Robert Tanitch reviews Committee… (A New Musical) at Donmar Warehouse, London WC2
Committee is an abbreviation.
The full title is The Public Administration and Constitutional Affairs Committee Takes Oral Evidence on Whitehall’s Relationship with Kids Company.
Welcome to Portcullis House and a musical drama of accountability and financial mismanagement.
The music is by Tom Deering. The book and lyrics by Hadley Fraser and Josie Rourke are edited from the parliamentary transcript of the oral session on 15 October, 2015.
Committee is a verbatim musical in the same tradition as London Road, a verbatim musical about the 2006 Ipswich murders, which was extremely popular at the National Theatre.

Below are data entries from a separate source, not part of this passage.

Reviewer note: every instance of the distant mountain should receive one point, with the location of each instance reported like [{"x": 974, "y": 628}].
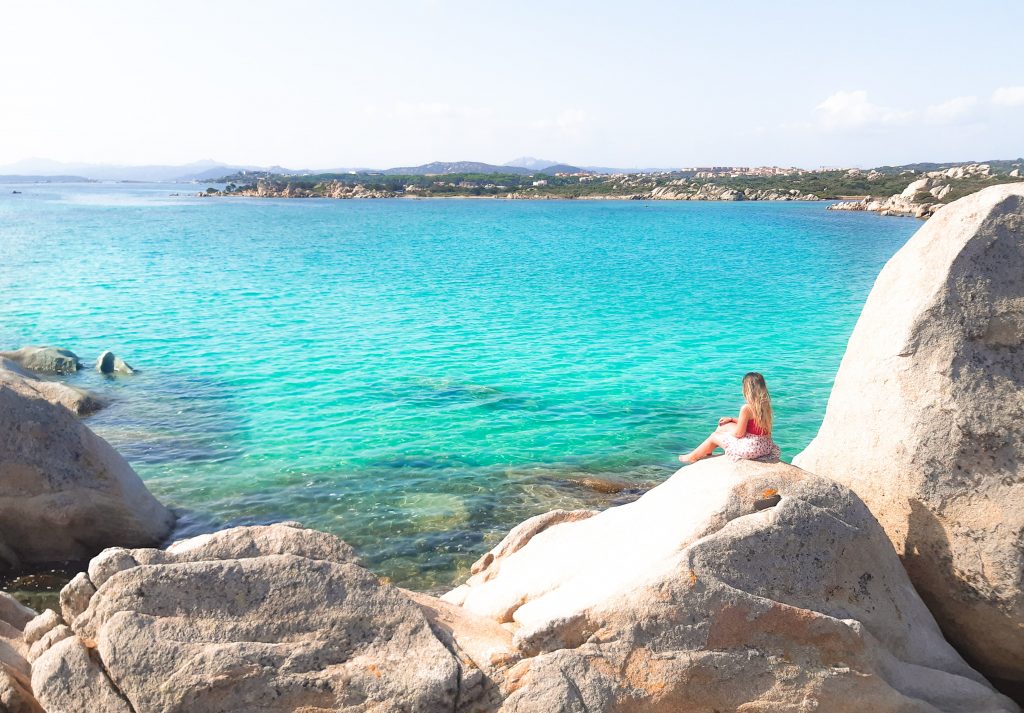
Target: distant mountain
[
  {"x": 199, "y": 170},
  {"x": 440, "y": 167},
  {"x": 560, "y": 168},
  {"x": 530, "y": 163}
]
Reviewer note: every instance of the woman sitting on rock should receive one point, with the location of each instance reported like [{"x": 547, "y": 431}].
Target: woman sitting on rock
[{"x": 748, "y": 435}]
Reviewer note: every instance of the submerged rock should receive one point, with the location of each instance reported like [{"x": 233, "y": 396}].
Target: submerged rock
[
  {"x": 693, "y": 599},
  {"x": 250, "y": 619},
  {"x": 77, "y": 401},
  {"x": 109, "y": 363},
  {"x": 45, "y": 360},
  {"x": 926, "y": 420},
  {"x": 65, "y": 493}
]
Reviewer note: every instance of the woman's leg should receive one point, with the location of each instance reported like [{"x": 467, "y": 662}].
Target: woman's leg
[{"x": 701, "y": 451}]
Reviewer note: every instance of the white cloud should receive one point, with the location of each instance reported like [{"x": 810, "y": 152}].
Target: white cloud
[
  {"x": 852, "y": 110},
  {"x": 951, "y": 110},
  {"x": 1009, "y": 96}
]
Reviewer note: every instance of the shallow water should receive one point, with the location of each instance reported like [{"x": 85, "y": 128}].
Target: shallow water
[{"x": 419, "y": 376}]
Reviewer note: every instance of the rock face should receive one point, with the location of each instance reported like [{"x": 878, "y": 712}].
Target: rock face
[
  {"x": 65, "y": 493},
  {"x": 109, "y": 363},
  {"x": 15, "y": 672},
  {"x": 77, "y": 401},
  {"x": 45, "y": 360},
  {"x": 252, "y": 619},
  {"x": 926, "y": 420},
  {"x": 693, "y": 599},
  {"x": 732, "y": 586}
]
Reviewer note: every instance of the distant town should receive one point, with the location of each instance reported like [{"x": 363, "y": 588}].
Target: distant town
[{"x": 891, "y": 190}]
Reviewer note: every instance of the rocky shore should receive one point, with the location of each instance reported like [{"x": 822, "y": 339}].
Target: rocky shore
[
  {"x": 925, "y": 195},
  {"x": 883, "y": 574}
]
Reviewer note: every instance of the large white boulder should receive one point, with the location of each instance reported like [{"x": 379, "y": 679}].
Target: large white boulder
[
  {"x": 251, "y": 619},
  {"x": 65, "y": 493},
  {"x": 732, "y": 586},
  {"x": 926, "y": 420}
]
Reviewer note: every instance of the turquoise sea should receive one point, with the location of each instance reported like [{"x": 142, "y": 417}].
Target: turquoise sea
[{"x": 419, "y": 376}]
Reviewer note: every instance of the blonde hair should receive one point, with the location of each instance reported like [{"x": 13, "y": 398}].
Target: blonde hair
[{"x": 756, "y": 393}]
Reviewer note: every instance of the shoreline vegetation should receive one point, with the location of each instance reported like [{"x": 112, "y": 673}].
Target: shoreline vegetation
[{"x": 914, "y": 190}]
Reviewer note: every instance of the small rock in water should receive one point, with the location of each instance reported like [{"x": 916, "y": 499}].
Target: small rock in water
[
  {"x": 602, "y": 485},
  {"x": 109, "y": 363},
  {"x": 46, "y": 360}
]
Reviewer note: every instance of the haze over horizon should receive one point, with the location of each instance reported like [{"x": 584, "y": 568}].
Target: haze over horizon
[{"x": 590, "y": 84}]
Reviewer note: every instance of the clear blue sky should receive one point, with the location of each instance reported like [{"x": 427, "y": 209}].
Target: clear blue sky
[{"x": 328, "y": 84}]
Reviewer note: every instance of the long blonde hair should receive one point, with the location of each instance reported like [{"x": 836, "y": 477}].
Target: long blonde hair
[{"x": 756, "y": 393}]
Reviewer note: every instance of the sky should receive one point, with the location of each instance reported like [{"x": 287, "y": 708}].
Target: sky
[{"x": 307, "y": 84}]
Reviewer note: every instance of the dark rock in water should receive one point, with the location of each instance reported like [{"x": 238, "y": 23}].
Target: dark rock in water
[
  {"x": 65, "y": 493},
  {"x": 45, "y": 360},
  {"x": 77, "y": 401},
  {"x": 607, "y": 486},
  {"x": 109, "y": 363}
]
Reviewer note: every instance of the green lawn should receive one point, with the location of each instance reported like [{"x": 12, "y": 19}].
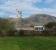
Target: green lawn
[{"x": 28, "y": 43}]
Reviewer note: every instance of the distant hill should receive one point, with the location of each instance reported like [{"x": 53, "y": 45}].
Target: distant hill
[{"x": 39, "y": 19}]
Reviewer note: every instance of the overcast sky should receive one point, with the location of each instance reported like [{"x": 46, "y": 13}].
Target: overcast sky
[{"x": 28, "y": 7}]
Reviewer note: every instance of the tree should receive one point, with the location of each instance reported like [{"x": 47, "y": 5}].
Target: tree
[{"x": 6, "y": 26}]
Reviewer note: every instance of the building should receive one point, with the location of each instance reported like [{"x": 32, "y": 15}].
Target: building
[{"x": 39, "y": 28}]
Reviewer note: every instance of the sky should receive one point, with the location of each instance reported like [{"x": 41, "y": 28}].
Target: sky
[{"x": 28, "y": 7}]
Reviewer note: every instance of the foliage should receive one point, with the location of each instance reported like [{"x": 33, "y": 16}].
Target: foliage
[
  {"x": 5, "y": 26},
  {"x": 50, "y": 25}
]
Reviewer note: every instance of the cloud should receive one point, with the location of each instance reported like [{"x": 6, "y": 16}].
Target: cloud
[{"x": 26, "y": 6}]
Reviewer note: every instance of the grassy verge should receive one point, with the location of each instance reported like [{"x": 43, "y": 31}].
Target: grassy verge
[{"x": 28, "y": 43}]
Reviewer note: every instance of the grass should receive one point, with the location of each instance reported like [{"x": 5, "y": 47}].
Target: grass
[{"x": 28, "y": 43}]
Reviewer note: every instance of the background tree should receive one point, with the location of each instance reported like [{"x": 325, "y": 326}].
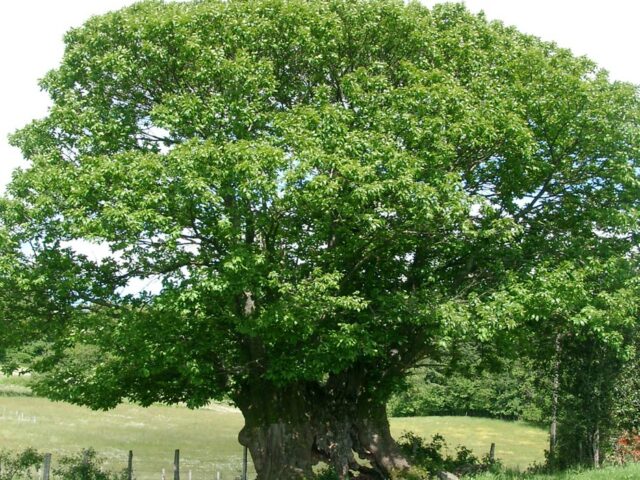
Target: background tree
[{"x": 322, "y": 192}]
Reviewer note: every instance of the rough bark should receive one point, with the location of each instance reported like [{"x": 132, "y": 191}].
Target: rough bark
[{"x": 288, "y": 431}]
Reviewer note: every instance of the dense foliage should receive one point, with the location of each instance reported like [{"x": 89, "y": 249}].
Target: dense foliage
[{"x": 316, "y": 195}]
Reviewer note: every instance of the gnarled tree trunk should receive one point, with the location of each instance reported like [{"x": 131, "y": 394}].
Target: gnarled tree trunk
[{"x": 289, "y": 430}]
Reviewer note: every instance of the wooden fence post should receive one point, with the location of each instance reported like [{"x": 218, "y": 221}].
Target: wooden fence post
[
  {"x": 130, "y": 466},
  {"x": 244, "y": 463},
  {"x": 176, "y": 465},
  {"x": 46, "y": 466}
]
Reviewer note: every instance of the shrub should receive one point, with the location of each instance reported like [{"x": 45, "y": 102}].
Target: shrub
[{"x": 21, "y": 465}]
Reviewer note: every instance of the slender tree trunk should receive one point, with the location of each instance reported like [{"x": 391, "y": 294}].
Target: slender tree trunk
[{"x": 595, "y": 445}]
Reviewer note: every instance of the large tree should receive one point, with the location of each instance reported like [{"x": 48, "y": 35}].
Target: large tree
[{"x": 316, "y": 194}]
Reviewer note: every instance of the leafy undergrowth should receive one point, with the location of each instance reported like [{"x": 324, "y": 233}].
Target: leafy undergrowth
[
  {"x": 627, "y": 472},
  {"x": 15, "y": 386}
]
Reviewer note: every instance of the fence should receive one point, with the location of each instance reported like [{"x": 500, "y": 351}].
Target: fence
[{"x": 163, "y": 475}]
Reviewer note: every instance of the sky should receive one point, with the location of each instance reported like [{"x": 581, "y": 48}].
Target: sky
[{"x": 31, "y": 34}]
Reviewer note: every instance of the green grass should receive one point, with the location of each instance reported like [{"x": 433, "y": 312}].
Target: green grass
[{"x": 207, "y": 438}]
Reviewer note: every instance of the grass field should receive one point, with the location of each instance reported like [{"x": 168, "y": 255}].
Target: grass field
[
  {"x": 207, "y": 438},
  {"x": 518, "y": 444},
  {"x": 629, "y": 472}
]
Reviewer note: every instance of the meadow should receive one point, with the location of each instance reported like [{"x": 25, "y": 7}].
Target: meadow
[{"x": 207, "y": 438}]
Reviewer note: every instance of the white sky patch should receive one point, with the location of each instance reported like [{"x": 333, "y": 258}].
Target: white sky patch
[
  {"x": 31, "y": 34},
  {"x": 94, "y": 251},
  {"x": 137, "y": 285}
]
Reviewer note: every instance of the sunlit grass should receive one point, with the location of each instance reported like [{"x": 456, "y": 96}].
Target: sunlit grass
[{"x": 518, "y": 444}]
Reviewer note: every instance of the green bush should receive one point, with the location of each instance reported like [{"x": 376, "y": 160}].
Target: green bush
[
  {"x": 22, "y": 465},
  {"x": 429, "y": 458},
  {"x": 86, "y": 465}
]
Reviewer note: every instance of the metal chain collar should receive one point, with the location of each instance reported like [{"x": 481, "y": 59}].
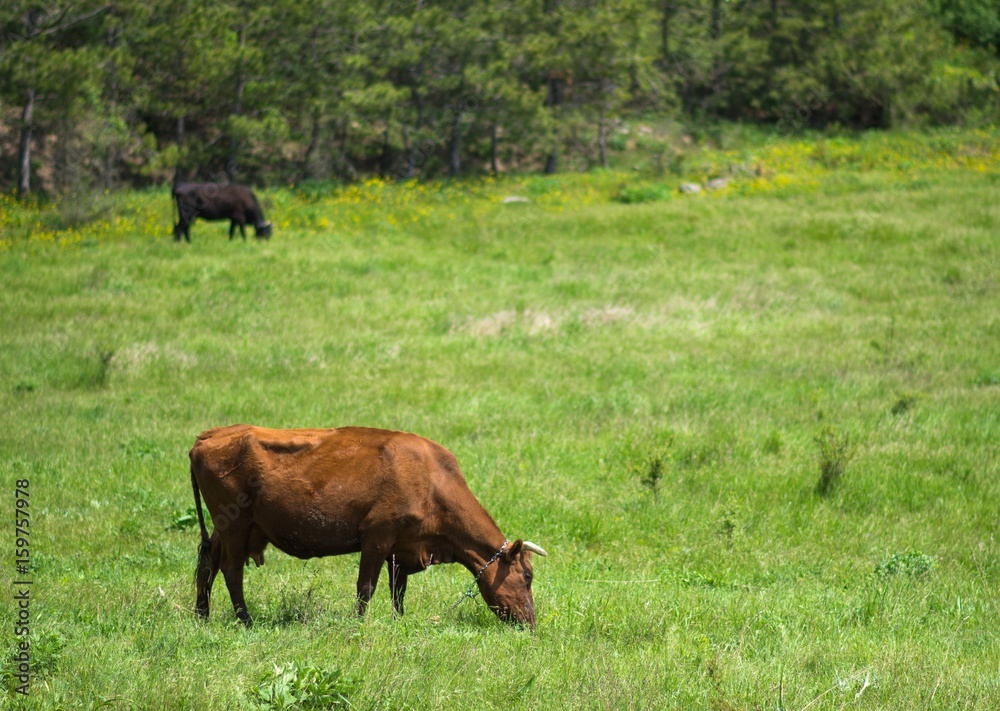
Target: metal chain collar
[{"x": 473, "y": 589}]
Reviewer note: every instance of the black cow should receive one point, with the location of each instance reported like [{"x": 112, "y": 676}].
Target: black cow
[{"x": 210, "y": 201}]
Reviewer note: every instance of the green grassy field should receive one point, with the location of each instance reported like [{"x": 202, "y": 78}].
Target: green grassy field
[{"x": 756, "y": 430}]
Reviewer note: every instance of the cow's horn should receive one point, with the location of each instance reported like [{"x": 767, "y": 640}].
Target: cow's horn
[{"x": 534, "y": 548}]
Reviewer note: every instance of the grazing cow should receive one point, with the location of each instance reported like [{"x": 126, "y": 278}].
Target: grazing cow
[
  {"x": 210, "y": 201},
  {"x": 394, "y": 497}
]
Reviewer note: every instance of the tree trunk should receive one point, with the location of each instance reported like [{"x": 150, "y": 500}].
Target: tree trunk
[
  {"x": 311, "y": 148},
  {"x": 668, "y": 12},
  {"x": 232, "y": 165},
  {"x": 602, "y": 143},
  {"x": 716, "y": 27},
  {"x": 553, "y": 100},
  {"x": 24, "y": 148},
  {"x": 454, "y": 162}
]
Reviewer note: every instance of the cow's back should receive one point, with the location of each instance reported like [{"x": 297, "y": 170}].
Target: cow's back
[{"x": 314, "y": 491}]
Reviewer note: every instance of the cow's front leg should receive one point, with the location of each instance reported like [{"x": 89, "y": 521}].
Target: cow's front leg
[{"x": 372, "y": 556}]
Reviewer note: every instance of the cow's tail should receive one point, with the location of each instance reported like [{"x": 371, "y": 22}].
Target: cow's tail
[{"x": 203, "y": 573}]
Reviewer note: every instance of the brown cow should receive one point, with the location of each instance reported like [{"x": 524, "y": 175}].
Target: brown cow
[{"x": 394, "y": 497}]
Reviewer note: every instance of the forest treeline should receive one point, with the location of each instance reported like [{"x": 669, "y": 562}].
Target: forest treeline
[{"x": 102, "y": 93}]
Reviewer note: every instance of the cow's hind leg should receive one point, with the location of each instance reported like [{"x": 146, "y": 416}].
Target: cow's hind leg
[
  {"x": 209, "y": 556},
  {"x": 232, "y": 570},
  {"x": 397, "y": 584},
  {"x": 373, "y": 554}
]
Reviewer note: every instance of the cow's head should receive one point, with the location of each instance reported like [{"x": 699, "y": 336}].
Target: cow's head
[{"x": 506, "y": 585}]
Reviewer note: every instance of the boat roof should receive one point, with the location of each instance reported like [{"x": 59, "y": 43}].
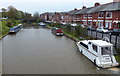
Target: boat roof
[{"x": 98, "y": 42}]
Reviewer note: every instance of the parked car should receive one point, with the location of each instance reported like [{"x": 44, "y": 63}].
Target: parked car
[
  {"x": 91, "y": 28},
  {"x": 102, "y": 30},
  {"x": 115, "y": 32}
]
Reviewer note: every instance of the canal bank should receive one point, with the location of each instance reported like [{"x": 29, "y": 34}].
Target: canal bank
[{"x": 35, "y": 50}]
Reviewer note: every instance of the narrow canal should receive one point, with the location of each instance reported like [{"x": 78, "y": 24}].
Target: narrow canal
[{"x": 35, "y": 50}]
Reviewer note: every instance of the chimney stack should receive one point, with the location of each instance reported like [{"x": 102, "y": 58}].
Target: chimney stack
[{"x": 83, "y": 7}]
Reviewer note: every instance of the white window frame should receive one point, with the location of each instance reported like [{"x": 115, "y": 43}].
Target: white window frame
[{"x": 110, "y": 15}]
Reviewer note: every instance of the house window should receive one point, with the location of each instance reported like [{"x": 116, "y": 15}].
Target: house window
[
  {"x": 100, "y": 15},
  {"x": 118, "y": 24},
  {"x": 115, "y": 25},
  {"x": 85, "y": 16},
  {"x": 89, "y": 16},
  {"x": 94, "y": 48},
  {"x": 108, "y": 14}
]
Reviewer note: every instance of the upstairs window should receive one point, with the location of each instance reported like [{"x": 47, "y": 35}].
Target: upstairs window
[
  {"x": 108, "y": 14},
  {"x": 94, "y": 47},
  {"x": 85, "y": 16},
  {"x": 100, "y": 15}
]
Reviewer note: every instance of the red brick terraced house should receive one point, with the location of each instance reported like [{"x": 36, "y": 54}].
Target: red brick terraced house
[{"x": 106, "y": 15}]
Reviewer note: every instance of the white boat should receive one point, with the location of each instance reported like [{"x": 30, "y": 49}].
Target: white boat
[
  {"x": 41, "y": 24},
  {"x": 99, "y": 52}
]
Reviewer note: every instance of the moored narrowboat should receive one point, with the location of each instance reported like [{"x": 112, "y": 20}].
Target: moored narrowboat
[
  {"x": 15, "y": 28},
  {"x": 99, "y": 52}
]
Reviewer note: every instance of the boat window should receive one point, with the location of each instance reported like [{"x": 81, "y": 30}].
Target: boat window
[
  {"x": 105, "y": 50},
  {"x": 94, "y": 47},
  {"x": 84, "y": 45}
]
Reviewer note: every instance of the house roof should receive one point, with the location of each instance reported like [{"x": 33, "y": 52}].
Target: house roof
[{"x": 105, "y": 7}]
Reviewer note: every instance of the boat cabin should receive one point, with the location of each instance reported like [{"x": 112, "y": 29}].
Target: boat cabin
[{"x": 99, "y": 52}]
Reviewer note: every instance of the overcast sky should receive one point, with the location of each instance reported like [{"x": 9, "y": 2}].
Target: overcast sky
[{"x": 42, "y": 6}]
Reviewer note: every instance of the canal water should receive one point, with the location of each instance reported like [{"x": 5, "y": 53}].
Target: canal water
[{"x": 35, "y": 50}]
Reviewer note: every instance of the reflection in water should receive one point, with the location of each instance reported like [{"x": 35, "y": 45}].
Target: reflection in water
[{"x": 38, "y": 51}]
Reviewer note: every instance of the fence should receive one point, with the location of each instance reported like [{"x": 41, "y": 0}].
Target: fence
[{"x": 114, "y": 39}]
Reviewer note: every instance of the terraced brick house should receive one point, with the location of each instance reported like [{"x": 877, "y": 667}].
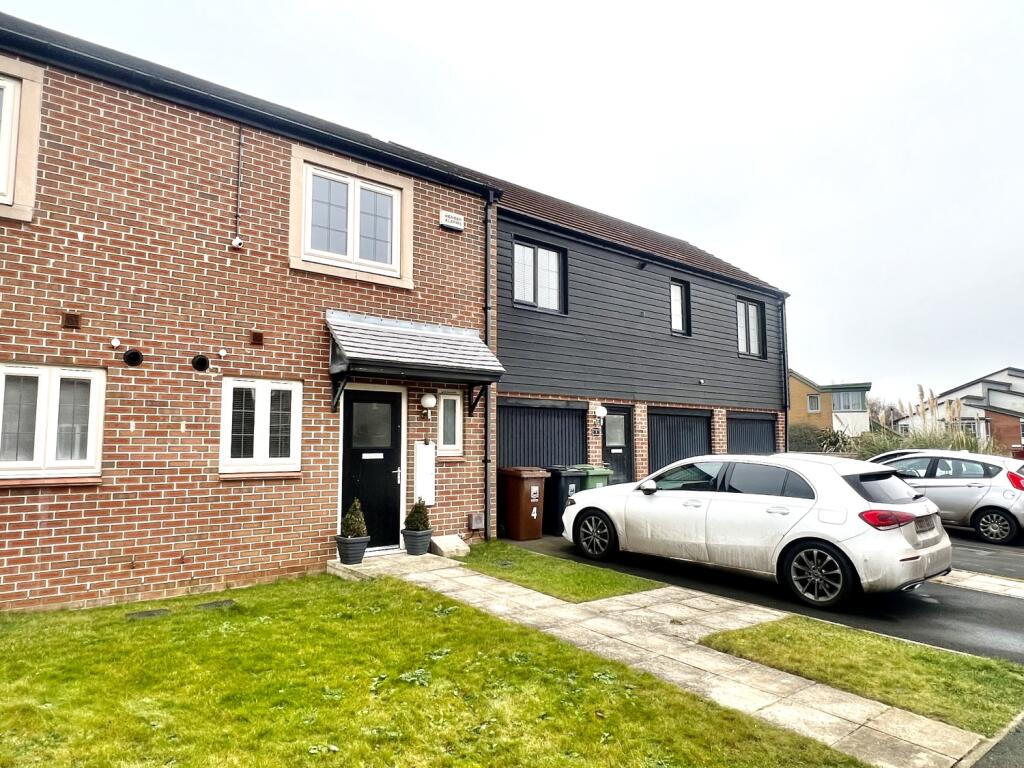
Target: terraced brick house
[{"x": 221, "y": 321}]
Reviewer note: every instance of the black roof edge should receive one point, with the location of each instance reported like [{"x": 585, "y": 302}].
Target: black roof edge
[
  {"x": 567, "y": 231},
  {"x": 57, "y": 49}
]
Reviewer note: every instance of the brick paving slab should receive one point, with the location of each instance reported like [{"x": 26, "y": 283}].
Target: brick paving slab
[{"x": 656, "y": 632}]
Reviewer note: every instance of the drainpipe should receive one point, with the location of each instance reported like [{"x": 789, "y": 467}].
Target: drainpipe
[
  {"x": 785, "y": 373},
  {"x": 487, "y": 236}
]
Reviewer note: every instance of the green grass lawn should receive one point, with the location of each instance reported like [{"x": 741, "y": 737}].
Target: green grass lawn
[
  {"x": 979, "y": 694},
  {"x": 324, "y": 672},
  {"x": 566, "y": 580}
]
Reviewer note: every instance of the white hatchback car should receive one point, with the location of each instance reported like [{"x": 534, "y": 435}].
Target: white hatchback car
[{"x": 822, "y": 525}]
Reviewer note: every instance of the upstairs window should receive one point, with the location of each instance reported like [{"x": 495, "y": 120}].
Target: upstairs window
[
  {"x": 679, "y": 302},
  {"x": 350, "y": 221},
  {"x": 848, "y": 401},
  {"x": 537, "y": 276},
  {"x": 750, "y": 326},
  {"x": 261, "y": 424},
  {"x": 52, "y": 421}
]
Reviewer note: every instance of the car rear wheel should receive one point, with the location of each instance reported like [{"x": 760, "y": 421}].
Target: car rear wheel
[
  {"x": 995, "y": 526},
  {"x": 595, "y": 536},
  {"x": 818, "y": 573}
]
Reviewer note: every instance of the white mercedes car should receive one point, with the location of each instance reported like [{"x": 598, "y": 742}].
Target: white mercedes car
[{"x": 822, "y": 525}]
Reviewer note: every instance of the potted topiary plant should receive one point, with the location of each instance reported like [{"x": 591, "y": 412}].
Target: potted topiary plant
[
  {"x": 353, "y": 540},
  {"x": 417, "y": 531}
]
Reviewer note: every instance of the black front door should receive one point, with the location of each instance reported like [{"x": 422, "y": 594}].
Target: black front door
[
  {"x": 372, "y": 456},
  {"x": 619, "y": 443}
]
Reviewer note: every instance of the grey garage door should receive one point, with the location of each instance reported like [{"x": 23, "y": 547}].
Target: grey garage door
[
  {"x": 531, "y": 436},
  {"x": 675, "y": 434},
  {"x": 753, "y": 433}
]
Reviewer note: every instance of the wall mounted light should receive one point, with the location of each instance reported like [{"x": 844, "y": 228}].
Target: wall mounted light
[{"x": 428, "y": 402}]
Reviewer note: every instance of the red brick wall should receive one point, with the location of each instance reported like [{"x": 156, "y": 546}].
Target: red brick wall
[{"x": 136, "y": 204}]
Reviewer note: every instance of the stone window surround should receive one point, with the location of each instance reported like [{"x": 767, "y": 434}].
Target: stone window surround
[
  {"x": 303, "y": 156},
  {"x": 23, "y": 205}
]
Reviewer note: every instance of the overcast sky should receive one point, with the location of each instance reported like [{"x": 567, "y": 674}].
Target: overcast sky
[{"x": 867, "y": 158}]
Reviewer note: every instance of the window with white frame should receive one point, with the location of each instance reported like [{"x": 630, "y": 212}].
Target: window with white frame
[
  {"x": 750, "y": 328},
  {"x": 848, "y": 400},
  {"x": 351, "y": 222},
  {"x": 450, "y": 424},
  {"x": 10, "y": 92},
  {"x": 261, "y": 426},
  {"x": 679, "y": 303},
  {"x": 52, "y": 421},
  {"x": 538, "y": 276}
]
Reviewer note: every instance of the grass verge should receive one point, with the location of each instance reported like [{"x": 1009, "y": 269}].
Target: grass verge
[
  {"x": 324, "y": 672},
  {"x": 566, "y": 580},
  {"x": 979, "y": 694}
]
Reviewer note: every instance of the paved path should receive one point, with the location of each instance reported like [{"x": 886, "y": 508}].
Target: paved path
[
  {"x": 985, "y": 625},
  {"x": 657, "y": 632}
]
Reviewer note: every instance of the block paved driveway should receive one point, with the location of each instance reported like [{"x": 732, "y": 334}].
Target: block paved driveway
[
  {"x": 657, "y": 632},
  {"x": 972, "y": 622}
]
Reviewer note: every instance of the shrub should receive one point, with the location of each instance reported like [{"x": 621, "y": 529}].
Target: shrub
[
  {"x": 353, "y": 524},
  {"x": 418, "y": 519},
  {"x": 803, "y": 437}
]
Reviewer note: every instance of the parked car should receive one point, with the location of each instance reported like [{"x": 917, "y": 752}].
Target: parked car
[
  {"x": 977, "y": 491},
  {"x": 822, "y": 525}
]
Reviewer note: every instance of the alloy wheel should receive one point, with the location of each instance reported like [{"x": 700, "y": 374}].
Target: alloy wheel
[
  {"x": 993, "y": 526},
  {"x": 816, "y": 574},
  {"x": 594, "y": 536}
]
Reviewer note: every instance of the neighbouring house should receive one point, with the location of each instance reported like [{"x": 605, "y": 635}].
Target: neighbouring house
[
  {"x": 991, "y": 408},
  {"x": 839, "y": 407},
  {"x": 685, "y": 352},
  {"x": 222, "y": 320}
]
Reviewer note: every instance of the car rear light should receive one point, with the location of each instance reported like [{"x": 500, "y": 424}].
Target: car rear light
[
  {"x": 886, "y": 520},
  {"x": 1016, "y": 480}
]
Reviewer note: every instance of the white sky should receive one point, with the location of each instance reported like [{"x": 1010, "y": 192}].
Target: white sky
[{"x": 867, "y": 158}]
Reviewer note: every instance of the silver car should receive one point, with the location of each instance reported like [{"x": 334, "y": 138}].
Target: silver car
[{"x": 977, "y": 491}]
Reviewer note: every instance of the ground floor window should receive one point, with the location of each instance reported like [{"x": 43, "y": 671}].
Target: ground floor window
[
  {"x": 261, "y": 424},
  {"x": 52, "y": 421}
]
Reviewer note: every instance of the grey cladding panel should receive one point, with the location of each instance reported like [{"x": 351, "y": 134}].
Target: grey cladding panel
[{"x": 616, "y": 340}]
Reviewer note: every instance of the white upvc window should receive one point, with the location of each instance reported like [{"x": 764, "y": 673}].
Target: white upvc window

4 million children are living in poverty.
Kids Company was founded by Camila Batmanghelidjh, a charismatic fundraiser, in 1996 to provide practical, emotional and educational support for vulnerable inner city children and young people. It closed in 2015, bankrupt.
Batmanghelidjh and her chairman Alan Yentob (played by the charismatic Sandra Marvin and Omar Ebrahim) appear before a committee of MPs to give evidence. They deny the charity was badly run.
Asked what her qualifications are, Batmanghelidjh, who had trained as a psychotherapist, replies,” a lifetime’s experience.” She thinks the charity was a success, despite going bankrupt. The problem was there were just too many children to cope with.
Alexander Hanson is cast as Bernard Jenkin, who heads the committee, which includes a very patronising Cheryl Gillian (played by Liz Robertson)
Jenkin insists he is not chairing a show trial. “We want to learn,” he argues. The figures don’t add up. There were said to be 75,000 children; but on paper there were only 1,900. How was the £42 million actually spent?
The MPs fail to get Batmanghelidjh to answer their questions. Always evasive, she offers instead a torrent of words.
MP Paul Flynn (played by Anthony O’Donnell) tweeted the committee was “drowned in a tsunami of Technicolour blancmange, oozing psychobabble, emotional blackmail and verbal ectoplasm.”
Committee is not really a musical. Directed by Adam Penford, it is much nearer to a staged choral performance. The lyrics are extremely well sung and pleasant to listen to but there were times, quite a few, when I wished the script were being spoken rather than sung.